Alícia Sánchez-Camacho, la mujer que cambió la cara al PP catalán

Actualizado 05/05/2012 23:43:50 CET
EUROPA PRESS

BARCELONA, 5 May. (EUROPA PRESS) -

Alícia Sánchez-Camacho ha sido reelegida este sábado presidenta del PP catalán tras menos de cuatro años en los que ha cambiado la cara a un partido que heredó inmerso en la polémica y que ha remozado hasta dotarlo de unas cuotas de protagonismo desconocidas en la política catalana.

Nacida en Blanes (Girona) en 1967 y licenciada en Derecho y Máster en Administración, la dirigente popular afianza así su liderazgo obteniendo el respaldó unánime de las bases y sacándose la espina del anterior congreso --muy presente en su recuerdo-- en el que no pudo saborear una victoria completa.

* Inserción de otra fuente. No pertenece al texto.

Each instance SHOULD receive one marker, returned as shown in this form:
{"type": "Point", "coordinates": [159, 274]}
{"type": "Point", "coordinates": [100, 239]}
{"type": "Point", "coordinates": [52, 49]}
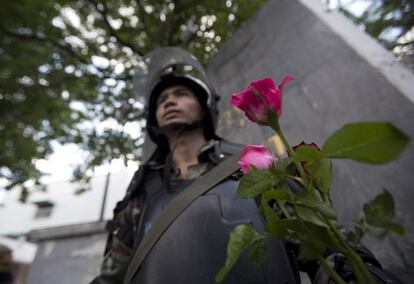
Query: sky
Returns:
{"type": "Point", "coordinates": [59, 165]}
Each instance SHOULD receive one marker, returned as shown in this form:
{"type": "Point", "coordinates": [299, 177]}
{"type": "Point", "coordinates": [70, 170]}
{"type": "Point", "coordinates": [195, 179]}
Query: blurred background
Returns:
{"type": "Point", "coordinates": [72, 128]}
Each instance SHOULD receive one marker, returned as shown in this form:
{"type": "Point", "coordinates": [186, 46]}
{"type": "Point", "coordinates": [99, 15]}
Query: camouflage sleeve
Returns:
{"type": "Point", "coordinates": [120, 245]}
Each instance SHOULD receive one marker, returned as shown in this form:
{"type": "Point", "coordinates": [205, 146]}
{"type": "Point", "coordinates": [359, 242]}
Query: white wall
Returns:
{"type": "Point", "coordinates": [18, 219]}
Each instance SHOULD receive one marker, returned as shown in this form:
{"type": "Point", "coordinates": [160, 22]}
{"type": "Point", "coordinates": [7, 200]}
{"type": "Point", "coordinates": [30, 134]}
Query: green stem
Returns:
{"type": "Point", "coordinates": [275, 126]}
{"type": "Point", "coordinates": [358, 266]}
{"type": "Point", "coordinates": [283, 208]}
{"type": "Point", "coordinates": [330, 270]}
{"type": "Point", "coordinates": [321, 259]}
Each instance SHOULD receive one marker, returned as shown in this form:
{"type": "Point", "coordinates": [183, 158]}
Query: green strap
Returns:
{"type": "Point", "coordinates": [176, 207]}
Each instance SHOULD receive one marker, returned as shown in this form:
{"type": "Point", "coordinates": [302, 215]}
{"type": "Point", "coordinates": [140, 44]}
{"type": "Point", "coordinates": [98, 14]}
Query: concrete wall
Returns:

El 6 de julio de 2008 Camacho se alzaba con la presidencia del partido tras un congreso convulso, pero quien salía a hombros --literalmente-- del cónclave era su contrincante Montserrat Nebrera, lo que hacía pensar en que la flamante líder del PP catalán --sin una gran trayectoria detrás-- heredaba un partido dividido y sumamente difícil de conducir.

Justo tres años, diez meses y a escasos cuatro kilómetros del hotel en el que se celebró el anterior congreso popular, la situación es radicalmente diferente y Camacho ha logrado unir entorno de su --en palabras de un colaborador cercano-- "personalidad arrolladora" un partido que encontró descosido.

'La Jefa', como es apodada cariñosamente por sus correligionarios, ha logrado acercar al partido a la centralidad y sacarlo de "la irrelevancia" dentro de la política catalana, el principal objetivo con el que tomó las riendas de la formación.

No en vano, uno de los actos más simbólicos de su mandato ha sido un acto junto a los líderes del PP vasco y gallego, Antonio Basagoiti y Alberto Nuéz Feijóo, en el Saló del Tinell en el que se firmó un compromiso que desterraba el fantasma del aislamiento del PP catalán que el primer gobierno tripartito había promovido en 2003 en ese mismo lugar.

Así, y tras superar el escaso nivel de conocimiento público con el que inició su andadura, Camacho encadenó los mejores resultados electorales de la historia del partido en unas autonómicas -18 diputados-- y en unas municipales -473 concejales y 11 alcaldías, entre ellas Badalona y Castelldefels--.

Además, la dirigente popular ha logrado en estos primeros años de la legislatura situar a su partido en el centro del debate político como socio preferente del Govern de Artur Mas y tratando de arrebatar además a CiU el papel de interlocutor con el Gobierno para demostrar que el PP catalán también puede defender a los catalanes.

Ahora Camacho, que afirma no vislumbrarse liderando eternamente el partido y a la que se sitúa recurrentemente en las quinielas de ministrables, afronta el desafío de mantener en las próximos cuatro años la línea ascendente del PP catalán hasta situarlo como segunda fuerza en Catalunya por delante del PSC.